Why owning the conversation around high birth rates in Africa needed

Africa birth rates image

Within the past few days, there have been both overt and covert expressions of racism in the news made by Western leaders in countries that ironically seemed to have amassed their wealth through colonialism. English Conservative Member of Parliament, Anne Marie Morris, made a remark at a Brexit event about “n****rs in a woodpile,” an expression which ought to have become outdated over the years, regardless of its meaning. This comes after her agent and partner at hustings about 6 weeks ago declared that Britain’s education problem was as a result of non-british immigrants and their “high birth-rates.” Then English Football club Manchester United’s newest recruit, Congolese-Belgian Romelu Lukaku was “confused” for Ghanaian-British grime and Hip-hop rapper Micheal Omari a.k.a. Stormzy in an Irish tabloid, evoking conversations, again, that not all black people look alike or are inherently the same.

Perhaps, the story which generated the most controversy was France’s President Macron’s answer to a question asked by Ivorian journalist Philippe Kouhoun at the G20 summit held in Hamburg, Germany few days ago. When asked by the journalist “How much are the G-20 countries ready to put in the envelope to save Africa?” Macron responded by saying Africa had “civilizational” problems. He then pointed to the matter of high birth rates on the continent, saying where there are 7 or 8 children born to each woman, spending money is useless.

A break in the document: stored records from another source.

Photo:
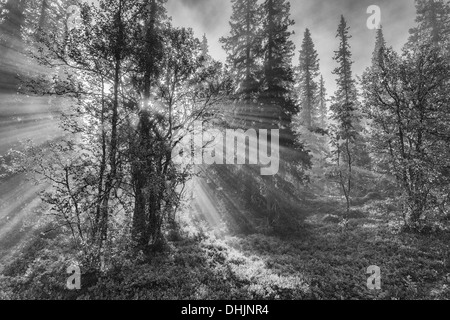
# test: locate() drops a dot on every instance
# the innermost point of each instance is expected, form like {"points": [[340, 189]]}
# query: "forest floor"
{"points": [[322, 260]]}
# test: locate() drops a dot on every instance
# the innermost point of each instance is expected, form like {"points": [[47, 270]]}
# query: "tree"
{"points": [[380, 44], [346, 126], [243, 46], [308, 71], [278, 102], [323, 109], [406, 98], [433, 23]]}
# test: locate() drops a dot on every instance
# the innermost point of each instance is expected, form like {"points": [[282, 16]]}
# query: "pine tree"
{"points": [[323, 109], [205, 48], [243, 45], [279, 106], [345, 114], [433, 23], [380, 43], [308, 72]]}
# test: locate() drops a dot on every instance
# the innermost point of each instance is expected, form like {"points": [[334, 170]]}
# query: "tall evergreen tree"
{"points": [[322, 103], [308, 72], [433, 23], [380, 43], [279, 105], [243, 45], [345, 113]]}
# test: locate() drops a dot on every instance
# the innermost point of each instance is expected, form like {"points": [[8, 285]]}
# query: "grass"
{"points": [[321, 261]]}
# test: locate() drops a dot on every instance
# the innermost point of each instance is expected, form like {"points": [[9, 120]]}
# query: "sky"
{"points": [[322, 17]]}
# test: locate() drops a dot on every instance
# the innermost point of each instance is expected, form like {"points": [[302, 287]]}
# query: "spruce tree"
{"points": [[380, 43], [243, 45], [345, 114], [322, 105], [308, 72], [433, 23], [279, 105]]}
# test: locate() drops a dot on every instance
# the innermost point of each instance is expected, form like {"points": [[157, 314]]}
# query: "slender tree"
{"points": [[380, 43], [307, 75], [323, 108], [345, 114], [243, 46]]}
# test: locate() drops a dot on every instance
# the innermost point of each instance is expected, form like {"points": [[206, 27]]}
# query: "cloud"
{"points": [[320, 16]]}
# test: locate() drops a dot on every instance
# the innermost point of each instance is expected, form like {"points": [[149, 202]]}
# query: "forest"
{"points": [[134, 165]]}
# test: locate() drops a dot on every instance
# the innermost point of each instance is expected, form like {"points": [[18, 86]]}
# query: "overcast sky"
{"points": [[320, 16]]}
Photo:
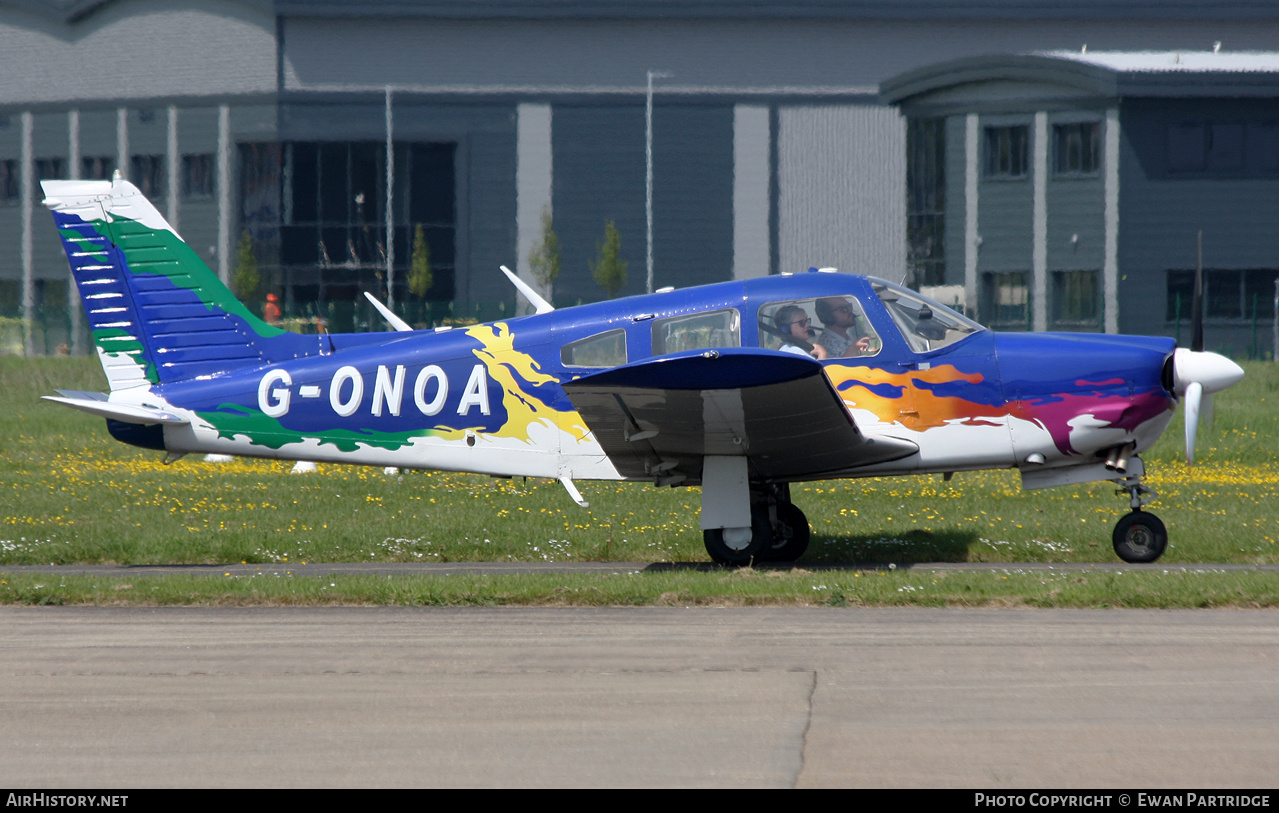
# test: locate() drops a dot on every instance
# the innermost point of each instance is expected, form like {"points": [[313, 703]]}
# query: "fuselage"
{"points": [[489, 398]]}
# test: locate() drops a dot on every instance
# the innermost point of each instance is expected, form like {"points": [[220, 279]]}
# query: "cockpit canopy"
{"points": [[926, 325]]}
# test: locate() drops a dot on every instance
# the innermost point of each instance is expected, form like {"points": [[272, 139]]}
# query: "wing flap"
{"points": [[660, 417]]}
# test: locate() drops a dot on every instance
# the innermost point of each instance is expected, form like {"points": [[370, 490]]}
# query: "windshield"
{"points": [[926, 325]]}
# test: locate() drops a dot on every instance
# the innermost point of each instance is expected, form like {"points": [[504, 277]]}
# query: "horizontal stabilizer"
{"points": [[660, 417], [97, 404]]}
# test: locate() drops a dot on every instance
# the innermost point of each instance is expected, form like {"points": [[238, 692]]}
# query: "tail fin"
{"points": [[155, 309]]}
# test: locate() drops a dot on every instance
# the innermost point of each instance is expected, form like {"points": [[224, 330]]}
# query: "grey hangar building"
{"points": [[1043, 165]]}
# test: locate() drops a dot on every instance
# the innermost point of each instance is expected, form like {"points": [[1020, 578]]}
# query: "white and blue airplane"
{"points": [[741, 387]]}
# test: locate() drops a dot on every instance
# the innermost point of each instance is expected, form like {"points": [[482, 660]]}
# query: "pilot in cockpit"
{"points": [[839, 335], [793, 321]]}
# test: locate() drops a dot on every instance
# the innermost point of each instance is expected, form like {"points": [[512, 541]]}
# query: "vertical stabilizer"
{"points": [[156, 312]]}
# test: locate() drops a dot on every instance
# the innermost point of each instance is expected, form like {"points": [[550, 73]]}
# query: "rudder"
{"points": [[156, 312]]}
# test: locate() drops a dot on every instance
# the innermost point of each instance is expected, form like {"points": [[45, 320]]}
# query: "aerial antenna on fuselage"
{"points": [[394, 321], [540, 306]]}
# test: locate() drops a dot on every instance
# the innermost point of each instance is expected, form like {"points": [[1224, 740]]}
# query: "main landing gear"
{"points": [[1138, 537], [779, 532]]}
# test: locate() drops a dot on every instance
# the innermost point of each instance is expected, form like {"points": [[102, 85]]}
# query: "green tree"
{"points": [[609, 269], [246, 279], [420, 279], [544, 257]]}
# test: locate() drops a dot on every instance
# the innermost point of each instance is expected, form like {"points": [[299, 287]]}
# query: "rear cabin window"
{"points": [[718, 329], [606, 349]]}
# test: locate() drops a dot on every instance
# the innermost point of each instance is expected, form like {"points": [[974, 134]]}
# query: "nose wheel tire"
{"points": [[1140, 537]]}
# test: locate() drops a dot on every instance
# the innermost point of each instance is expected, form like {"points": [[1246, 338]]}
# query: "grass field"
{"points": [[74, 495]]}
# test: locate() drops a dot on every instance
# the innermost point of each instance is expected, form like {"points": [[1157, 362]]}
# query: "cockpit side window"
{"points": [[821, 327], [606, 349], [926, 325], [692, 331]]}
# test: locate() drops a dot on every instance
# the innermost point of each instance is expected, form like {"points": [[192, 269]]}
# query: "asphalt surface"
{"points": [[195, 697]]}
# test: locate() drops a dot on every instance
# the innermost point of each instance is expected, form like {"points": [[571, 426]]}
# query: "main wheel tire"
{"points": [[1140, 537], [761, 540], [789, 534]]}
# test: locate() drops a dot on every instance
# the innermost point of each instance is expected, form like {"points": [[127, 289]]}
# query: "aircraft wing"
{"points": [[658, 418]]}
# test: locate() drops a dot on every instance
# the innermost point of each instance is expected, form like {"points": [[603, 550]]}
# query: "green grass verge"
{"points": [[723, 588], [73, 495]]}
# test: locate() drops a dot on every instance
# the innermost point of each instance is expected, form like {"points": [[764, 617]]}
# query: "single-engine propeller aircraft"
{"points": [[742, 387]]}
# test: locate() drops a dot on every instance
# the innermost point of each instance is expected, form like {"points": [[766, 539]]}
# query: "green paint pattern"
{"points": [[234, 419]]}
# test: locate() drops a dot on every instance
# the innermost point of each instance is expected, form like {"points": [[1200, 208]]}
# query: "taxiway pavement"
{"points": [[191, 697]]}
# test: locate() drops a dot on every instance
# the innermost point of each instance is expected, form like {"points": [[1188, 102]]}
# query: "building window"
{"points": [[147, 174], [197, 175], [1229, 148], [97, 168], [1005, 302], [926, 201], [50, 169], [1077, 148], [1077, 298], [1005, 151], [1228, 294], [10, 182]]}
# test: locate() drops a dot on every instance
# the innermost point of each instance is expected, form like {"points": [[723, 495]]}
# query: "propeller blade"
{"points": [[1197, 302], [1193, 393]]}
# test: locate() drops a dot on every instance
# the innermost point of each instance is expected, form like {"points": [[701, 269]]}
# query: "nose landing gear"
{"points": [[1138, 537], [779, 532]]}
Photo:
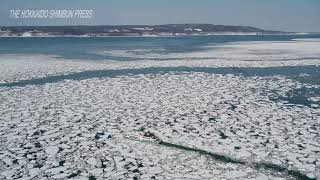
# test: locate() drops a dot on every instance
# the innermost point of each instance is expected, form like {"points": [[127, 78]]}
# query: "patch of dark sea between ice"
{"points": [[301, 96]]}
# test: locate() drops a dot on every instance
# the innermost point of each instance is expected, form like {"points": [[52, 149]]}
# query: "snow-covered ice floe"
{"points": [[162, 125]]}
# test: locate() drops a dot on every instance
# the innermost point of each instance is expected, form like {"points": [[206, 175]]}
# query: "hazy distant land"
{"points": [[134, 30]]}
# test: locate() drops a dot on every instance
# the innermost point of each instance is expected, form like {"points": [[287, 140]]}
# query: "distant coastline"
{"points": [[167, 30]]}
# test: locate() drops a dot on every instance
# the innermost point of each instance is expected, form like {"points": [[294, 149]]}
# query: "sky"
{"points": [[285, 15]]}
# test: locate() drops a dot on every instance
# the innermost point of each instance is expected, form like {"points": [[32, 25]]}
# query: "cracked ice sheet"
{"points": [[79, 127], [248, 54]]}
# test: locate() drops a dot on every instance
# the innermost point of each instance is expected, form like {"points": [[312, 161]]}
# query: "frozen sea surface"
{"points": [[246, 110]]}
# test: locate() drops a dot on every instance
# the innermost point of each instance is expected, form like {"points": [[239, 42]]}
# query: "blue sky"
{"points": [[287, 15]]}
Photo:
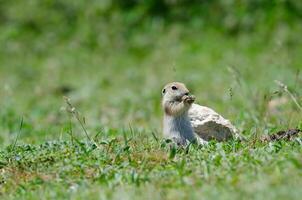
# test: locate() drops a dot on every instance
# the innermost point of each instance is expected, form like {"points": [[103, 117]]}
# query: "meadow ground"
{"points": [[115, 83]]}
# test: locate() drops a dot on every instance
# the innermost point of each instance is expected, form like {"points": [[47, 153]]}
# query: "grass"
{"points": [[114, 81]]}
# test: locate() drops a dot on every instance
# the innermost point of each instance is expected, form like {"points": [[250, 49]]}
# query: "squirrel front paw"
{"points": [[188, 99]]}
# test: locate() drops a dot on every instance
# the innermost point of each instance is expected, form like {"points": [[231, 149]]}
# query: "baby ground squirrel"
{"points": [[176, 101]]}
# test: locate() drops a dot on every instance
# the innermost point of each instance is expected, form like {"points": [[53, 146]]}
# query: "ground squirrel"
{"points": [[176, 101]]}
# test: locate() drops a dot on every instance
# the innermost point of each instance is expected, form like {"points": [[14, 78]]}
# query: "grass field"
{"points": [[114, 79]]}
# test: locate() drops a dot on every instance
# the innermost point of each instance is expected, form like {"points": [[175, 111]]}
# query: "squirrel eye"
{"points": [[174, 87]]}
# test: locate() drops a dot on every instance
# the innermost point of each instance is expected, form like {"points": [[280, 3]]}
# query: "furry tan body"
{"points": [[176, 102]]}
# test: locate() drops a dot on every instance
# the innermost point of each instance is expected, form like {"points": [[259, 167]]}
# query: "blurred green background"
{"points": [[112, 57]]}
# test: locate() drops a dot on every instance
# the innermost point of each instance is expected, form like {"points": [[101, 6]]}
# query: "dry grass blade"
{"points": [[71, 109]]}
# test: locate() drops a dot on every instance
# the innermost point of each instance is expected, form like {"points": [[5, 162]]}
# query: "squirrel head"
{"points": [[174, 91]]}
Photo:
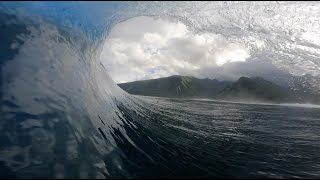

His comments have since been viewed as racist, (which they really are, basically) and create a perception of Africans as a blight on the world, not for the first time either, especially as it concerns the migration problem in Europe. While there is a high birth rate problem in Africa, having large families is restricted to few countries on the continent particularly West Africa, and in fact, some other African countries are having the highest declines in fertility rates compared to other countries around the world.

Hence, Macron’s statement while seeming to make a point by saying Africa’s problems are unique, defeated that same purpose by highlighting the same racist views his French predecessors and other leaders of the free world have regarding the continent. It also showed once again, that while Macron is probably what Europe needs, he is not what Africa needs at this time; he offers nothing new for the continent.

Taking African leaders to task

Macron’s racist and arrogant statement sparked controversy and generated much furor in the news. Op-eds and Think pieces from journalists on the continent and in diaspora immediately became the voice of reason, all calling him out on his views. However, what is still missing is some kind of response from the leaders on the continent, especially the A.U. (African Union) leaders present at the G-20summit; South Africa’s Zuma, Guinea’s Conde and Senegal’s Macky Sall. They had no reply to Macron’s words, and by extension their silence implying their consent to his statements. It is probably a case of a deep seated inferiority complex, since some of them are leaders of former French colonies relying on France for aid, or just plain ineptness; either way African leaders seem really bereft of ideas.

It cannot be denied that overpopulation is a problem in some African countries, but what is missing is some kind of grand plan for tackling the problem. Much grandstanding by these leaders have glossed over the key issues in some of these countries and the general outcry when people like Macron make ill-informed statements only seem to emphasize the modus operandi of Africa’s septuagenarian leaders and its media; being reactionary rather than being proactive.

Two of the causes of the over population problem are child marriages and inadequate family planning. Child marriages are more or less ‘legalized’ in Chad, Niger and Nigeria. The leaders of these countries have failed to tackle this ticking time bomb head-on. It is no coincidence that these countries also have some of the highest birth rates on the continent. Girls who should be in school are mothers before they are 14. Nigeria is projected to be the 3rd most populous country in the world by 2050, overtaking even the USA.  However population is not the issue, economic growth is. Presently, Nigeria’s GDP per capita of 2457.80 USD means that an unchecked increase in population will create an economic burden on the country if the nation continues to rely solely on oil. In other words, Boko Haram could be the least of its problems.

The decision of the United States Government to withdraw funding for organizations such as the UNFPA (United Nations Population Fund) early this year also puts many African countries into a conundrum. Many African countries are barely surviving on their health budgets and largely depend on contraceptives, sex education and services donated by organizations like the UNFPA to halt their fast growing population and high birth-rates, while encouraging family planning. Total removal could dampen all efforts geared towards population control and reduction of maternal mortality.

African leaders are yet to talk about this, and probably never will.  The AU summit is more of a high school re-union for the continent’s old leaders, than an avenue to discuss issues. It is time for the African media to consider them a problem and own the conversation regarding policies aimed at the populace, starting with high birth-rates. We can’t keep on writing rejoinders to the racist views of western leaders towards Africa, we should start directing what should be discussed by talking about it first.